157. La Cour a développé une vaste jurisprudence confirmant son affirmation initiale figurant dans l’arrêt Wachauf (131), selon laquelle «[les droits fondamentaux] li[ent] également les États membres lorsqu’ils mettent en œuvre des réglementations [de l’Union européenne]». De manière révélatrice, il a été jugé que cette règle s’appliquait aussi lorsqu’un État membre déroge à une liberté économique fondamentale garantie par le droit de l’Union européenne (132). Dans l’arrêt Carpenter (133), la Cour est allée plus loin: elle s’est fondée sur la jurisprudence Alpine Investments (134), en matière de démarchage téléphonique, pour protéger les droits fondamentaux d’un citoyen de l’Union européenne (M. Carpenter), séjournant dans l’État membre dont il était ressortissant, mais fournissant occasionnellement des services à des preneurs établis dans d’autres États membres. La Cour, reconnaissant que l’expulsion de Mme Carpenter comporterait une interférence disproportionnée avec le droit de M. Carpenter à la vie familiale, a, en conséquence, accordé un droit de séjour à Mme Carpenter – une ressortissante d’un pays tiers qui ne pouvait pas avoir exercé des droits de libre circulation conférés par le droit de l’Union européenne.

158. La Cour a, cependant, assigné des limites au champ d’application des droits fondamentaux de l’Union européenne – en particulier, en ce qui concerne des situations dont elle a jugé qu’elles ne relevaient pas du droit de l’Union européenne.

159. Ainsi, dans l’affaire Maurin (135), le défendeur était prévenu d’avoir mis en vente des denrées alimentaires dont la date limite de consommation était dépassée. Il a fait valoir que ses droits de défense avaient été violés au cours de la procédure nationale. La Cour a fait observer que, bien qu’il existe une directive exigeant qu’une date limite de vente figure sur les denrées alimentaires, cette directive ne réglementait pas la vente des denrées alimentaires correctement étiquetées dont la date limite de consommation est dépassée. Par conséquent, l’infraction reprochée à M. Maurin «concern[ait] une réglementation nationale qui se situ[ait] en dehors du champ d’application du droit [de l’Union européenne], en sorte que la Cour n’[était] pas compétente pour se prononcer sur une éventuelle violation des principes relatifs à la protection des droits de la défense et au respect du contradictoire par des règles de procédure applicables à une telle infraction» (136).

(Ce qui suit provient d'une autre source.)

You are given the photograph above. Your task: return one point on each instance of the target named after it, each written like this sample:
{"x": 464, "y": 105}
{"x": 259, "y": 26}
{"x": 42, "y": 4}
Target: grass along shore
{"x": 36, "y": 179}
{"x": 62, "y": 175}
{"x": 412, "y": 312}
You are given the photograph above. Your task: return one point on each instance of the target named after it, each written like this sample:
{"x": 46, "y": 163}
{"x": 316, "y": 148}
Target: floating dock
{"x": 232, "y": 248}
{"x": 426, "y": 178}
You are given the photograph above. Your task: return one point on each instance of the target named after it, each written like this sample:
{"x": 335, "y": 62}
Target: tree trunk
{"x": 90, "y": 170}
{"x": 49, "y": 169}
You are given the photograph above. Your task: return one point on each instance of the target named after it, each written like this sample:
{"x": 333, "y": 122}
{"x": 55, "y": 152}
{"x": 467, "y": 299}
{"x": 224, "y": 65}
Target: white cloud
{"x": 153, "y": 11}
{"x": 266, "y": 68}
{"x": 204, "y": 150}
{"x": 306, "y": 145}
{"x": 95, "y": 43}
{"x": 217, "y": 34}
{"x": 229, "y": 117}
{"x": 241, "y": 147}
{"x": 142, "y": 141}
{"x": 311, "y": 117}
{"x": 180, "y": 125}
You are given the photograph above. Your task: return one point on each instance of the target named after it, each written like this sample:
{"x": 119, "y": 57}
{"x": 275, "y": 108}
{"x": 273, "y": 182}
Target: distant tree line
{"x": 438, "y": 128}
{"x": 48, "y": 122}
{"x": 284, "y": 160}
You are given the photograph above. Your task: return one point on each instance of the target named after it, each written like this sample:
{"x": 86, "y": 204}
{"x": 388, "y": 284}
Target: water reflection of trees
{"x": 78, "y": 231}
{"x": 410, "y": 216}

160. Dans l’affaire Kremzow (137), la Cour a également rejeté les prétentions d’un ressortissant autrichien qui avait été condamné en Autriche, la Cour de Strasbourg ayant ensuite jugé que la procédure concernée avait violé le droit à un procès équitable consacré par l’article 6 de la CEDH. M. Kremzow demandait réparation et faisait aussi valoir que le droit de libre circulation que lui conférait le droit de l’Union européenne avait été violé du fait de sa détention illégale. La Cour ne s’est pas ralliée à ce point de vue et a indiqué que, «si toute privation de liberté est de nature à entraver l’exercice par l’intéressé de son droit à la libre circulation, […] la perspective purement hypothétique d’un tel exercice ne constitue pas un lien suffisant avec le droit [de l’Union européenne] pour justifier l’application des dispositions [du droit de l’Union européenne]» (138).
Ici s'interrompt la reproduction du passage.